Конструкция «трудно сказать» также обладает принципиальной важностью для понимания авторской позиции. Повествователь не утверждает ничего категорично, он размышляет вслух, оставляя вопрос по существу открытым. Эта интеллектуальная открытость и недогматичность принципиальна для всего творчества Булгакова. Он никогда не даёт простых, однозначных ответов на сложнейшие вопросы о природе творчества, вере, добре и зле. Позиция «трудно сказать» – это позиция мудрого художника, который уважает тайну творческого процесса и не стремится свести её к упрощённым формулам или идеологическим штампам. Она сознательно противопоставлена уверенной, догматичной, всезнающей позиции Берлиоза, который как раз абсолютно уверен, что знает всю правду и может дать поэту чёткие, недвусмысленные инструкции. Столкновение этих двух позиций – скептически-мудрой и догматически-ограниченной – является одним из смысловых стержней всей первой главы и предвещает будущий конфликт.
Кроме того, оборот «трудно сказать» искусно мимикрирует под объективное, почти научное или критическое рассуждение. Он имитирует стиль академической статьи или литературно-критического эссе, где автор взвешивает разные точки зрения, прежде чем сделать вывод. Эта тонкая стилизация служит изящным инструментом сатиры. Повествователь как бы применяет серьёзный аналитический аппарат к нелепой, с точки зрения здравого смысла, ситуации: скрупулёзному разбору причин неудачи в создании заведомо плохой антирелигиозной агитки. Возникает комический эффект несоответствия возвышенной формы и низменного содержания, что также характерно для Булгакова, любившего облекать глубокие философские мысли в ироничную, гротескную или пародийную оболочку. Так серьёзное проступает сквозь смешное.

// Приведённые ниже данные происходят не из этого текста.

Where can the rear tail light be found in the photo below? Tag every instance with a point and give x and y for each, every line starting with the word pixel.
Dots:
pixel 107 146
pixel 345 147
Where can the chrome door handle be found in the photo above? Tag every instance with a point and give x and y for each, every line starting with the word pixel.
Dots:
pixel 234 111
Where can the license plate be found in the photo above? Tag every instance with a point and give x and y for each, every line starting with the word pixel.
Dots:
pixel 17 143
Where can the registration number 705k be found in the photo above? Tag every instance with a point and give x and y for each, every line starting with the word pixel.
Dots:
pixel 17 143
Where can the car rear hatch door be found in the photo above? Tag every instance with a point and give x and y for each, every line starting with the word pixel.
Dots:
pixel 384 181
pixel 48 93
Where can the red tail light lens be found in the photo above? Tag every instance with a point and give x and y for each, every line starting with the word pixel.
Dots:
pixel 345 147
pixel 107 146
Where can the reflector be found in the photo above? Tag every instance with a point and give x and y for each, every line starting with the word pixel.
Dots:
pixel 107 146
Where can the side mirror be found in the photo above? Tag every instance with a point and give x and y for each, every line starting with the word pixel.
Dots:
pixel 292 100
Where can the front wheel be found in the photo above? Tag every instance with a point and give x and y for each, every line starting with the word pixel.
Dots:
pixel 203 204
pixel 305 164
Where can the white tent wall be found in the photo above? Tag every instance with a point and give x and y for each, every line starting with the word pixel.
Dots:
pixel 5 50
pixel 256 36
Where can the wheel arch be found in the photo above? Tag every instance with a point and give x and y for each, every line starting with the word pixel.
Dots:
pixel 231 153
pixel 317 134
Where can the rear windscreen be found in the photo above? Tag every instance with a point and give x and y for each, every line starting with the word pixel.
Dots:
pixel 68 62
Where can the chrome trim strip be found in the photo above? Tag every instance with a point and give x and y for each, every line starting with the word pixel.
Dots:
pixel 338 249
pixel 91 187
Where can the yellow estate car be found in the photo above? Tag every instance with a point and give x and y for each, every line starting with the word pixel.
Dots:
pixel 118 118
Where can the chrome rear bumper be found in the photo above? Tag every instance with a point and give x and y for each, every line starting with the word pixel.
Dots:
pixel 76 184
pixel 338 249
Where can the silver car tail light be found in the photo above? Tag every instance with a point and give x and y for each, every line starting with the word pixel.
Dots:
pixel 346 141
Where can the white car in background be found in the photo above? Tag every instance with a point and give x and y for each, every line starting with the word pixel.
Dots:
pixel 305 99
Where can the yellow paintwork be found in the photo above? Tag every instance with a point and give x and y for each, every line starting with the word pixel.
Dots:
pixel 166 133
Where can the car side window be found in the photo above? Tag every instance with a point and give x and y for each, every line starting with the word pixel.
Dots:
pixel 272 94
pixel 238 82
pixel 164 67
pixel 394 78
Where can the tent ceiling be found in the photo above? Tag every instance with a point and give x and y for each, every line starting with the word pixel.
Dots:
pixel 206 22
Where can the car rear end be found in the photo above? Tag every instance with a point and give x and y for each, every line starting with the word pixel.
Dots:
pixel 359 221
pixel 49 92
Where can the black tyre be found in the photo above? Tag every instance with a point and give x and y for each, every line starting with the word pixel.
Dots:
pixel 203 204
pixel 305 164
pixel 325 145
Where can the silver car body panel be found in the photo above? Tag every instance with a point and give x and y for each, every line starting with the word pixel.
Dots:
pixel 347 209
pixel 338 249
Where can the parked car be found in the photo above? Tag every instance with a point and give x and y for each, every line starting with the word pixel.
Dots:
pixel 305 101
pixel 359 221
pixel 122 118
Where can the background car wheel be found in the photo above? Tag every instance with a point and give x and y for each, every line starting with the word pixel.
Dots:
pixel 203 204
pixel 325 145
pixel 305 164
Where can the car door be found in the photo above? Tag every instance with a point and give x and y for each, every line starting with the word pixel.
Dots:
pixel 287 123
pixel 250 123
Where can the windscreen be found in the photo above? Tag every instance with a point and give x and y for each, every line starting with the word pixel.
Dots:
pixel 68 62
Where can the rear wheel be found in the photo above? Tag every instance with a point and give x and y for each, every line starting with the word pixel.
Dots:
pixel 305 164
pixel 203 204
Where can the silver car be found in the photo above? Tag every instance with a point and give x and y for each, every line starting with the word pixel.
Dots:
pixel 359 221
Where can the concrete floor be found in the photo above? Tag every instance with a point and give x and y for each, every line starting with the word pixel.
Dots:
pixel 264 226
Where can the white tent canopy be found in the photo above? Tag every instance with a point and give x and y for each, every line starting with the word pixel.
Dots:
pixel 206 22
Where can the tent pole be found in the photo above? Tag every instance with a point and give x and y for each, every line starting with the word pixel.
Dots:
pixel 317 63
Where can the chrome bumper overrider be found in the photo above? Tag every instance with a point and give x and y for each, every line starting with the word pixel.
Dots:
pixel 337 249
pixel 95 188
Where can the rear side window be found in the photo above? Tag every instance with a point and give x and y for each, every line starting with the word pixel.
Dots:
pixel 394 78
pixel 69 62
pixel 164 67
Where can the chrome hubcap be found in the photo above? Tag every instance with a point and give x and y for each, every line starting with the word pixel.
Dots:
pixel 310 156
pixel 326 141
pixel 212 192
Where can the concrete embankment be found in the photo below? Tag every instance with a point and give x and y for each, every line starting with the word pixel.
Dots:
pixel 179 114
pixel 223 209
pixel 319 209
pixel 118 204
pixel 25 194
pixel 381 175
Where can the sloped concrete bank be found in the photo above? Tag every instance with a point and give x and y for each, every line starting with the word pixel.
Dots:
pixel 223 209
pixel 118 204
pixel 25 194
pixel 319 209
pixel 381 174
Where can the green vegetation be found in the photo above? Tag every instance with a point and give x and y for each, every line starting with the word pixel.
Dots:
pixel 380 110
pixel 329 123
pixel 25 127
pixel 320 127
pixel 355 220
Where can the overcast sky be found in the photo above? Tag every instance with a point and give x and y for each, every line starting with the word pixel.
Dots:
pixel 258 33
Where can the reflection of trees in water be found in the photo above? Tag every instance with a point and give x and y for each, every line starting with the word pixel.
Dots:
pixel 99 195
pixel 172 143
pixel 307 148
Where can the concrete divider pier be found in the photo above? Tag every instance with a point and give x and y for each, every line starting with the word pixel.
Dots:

В конечном счёте, этот вводный оборот выполняет важную экспозиционную и характерологическую функцию. Он не только элегантно представляет читателю основную дилемму, но и тонко настраивает восприятие фигуры Ивана Бездомного. Поэт предстаёт перед нами не как примитивный бездарный графоман, а как фигура трагикомическая, находящаяся во власти внутренних сил, которых он сам не понимает и не контролирует. Его творческая неудача оказывается интереснее и содержательнее многих внешне успешных, но мёртвых произведений, соответствующих канону. С этого момента проницательный читатель начинает следить за судьбой Ивана с особым вниманием, предчувствуя, что за этим комическим провалом может скрываться начало большого и болезненного духовного пути, который действительно окажется «трудным сказать» или предугадать заранее. Оборот задаёт тон сложности и неоднозначности.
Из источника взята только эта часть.